Patrick Joseph Johnson was a member of the Municipal Commission of Singapore representing the Labour Party and a lawyer.

==Early life and education==
Johnson was born to a working class family in Cardiff. He received his education in British Malaya.

==Career==
Johnson was initially employed as a temporary clerk. He joined the Malayan Forestry Department in 1925, eventually rising to the rank of extra assistant conservator of forests before his retirement from civil service in 1939. In 1943, he was called to the Bar at the Inner Temple. He then became a member of the Fabian Society, the Haldane Society of Socialist Lawyers and the Socialist Party of Great Britain.
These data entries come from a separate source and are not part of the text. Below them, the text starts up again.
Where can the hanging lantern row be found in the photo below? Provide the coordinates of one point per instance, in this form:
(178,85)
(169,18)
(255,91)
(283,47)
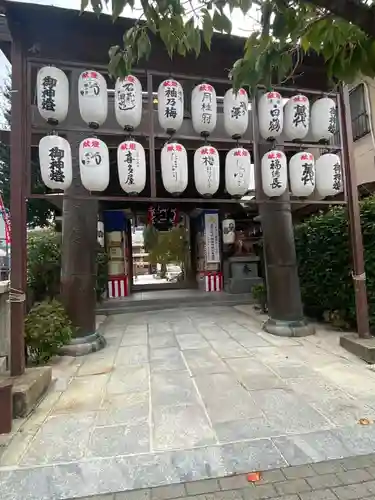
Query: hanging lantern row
(53,102)
(295,118)
(305,174)
(56,167)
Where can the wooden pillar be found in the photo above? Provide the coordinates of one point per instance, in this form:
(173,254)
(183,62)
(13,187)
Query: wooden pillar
(283,290)
(18,166)
(79,241)
(79,247)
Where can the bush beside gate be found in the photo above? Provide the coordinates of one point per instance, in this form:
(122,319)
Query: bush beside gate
(325,265)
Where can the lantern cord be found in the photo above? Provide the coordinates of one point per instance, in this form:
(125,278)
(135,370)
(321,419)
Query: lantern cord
(358,277)
(16,295)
Johnson joined the Labour Party. He won April 1949 Singapore Municipal Commission election for North Ward, and was the only Labour candidate to have won a seat in the election. In June, he was asked by the rest of the commissioners to draft a legislation for the requisitioning and control of all vacant premises in Singapore. In June 1950, Johnson refused to serve as the party's president or vice-president despite being nominated as his confidence in the party was "shaken". He left the party in July. His resignation was accepted by the party during a meeting of the party's General Council on 25 August. However, he retained his seat as an Independent Labour Commissioner. He retired from the commission in 1951. He also served as a solicitor and a barrister in Singapore.

==Personal life==
He had a daughter. On 11 December 1950, he was attacked by rioters during the Maria Hertogh Riots and was badly injured. He briefly went missing, and was found the next day in a drain. He regained consciousness on 15 December. By 1953, he had moved to England.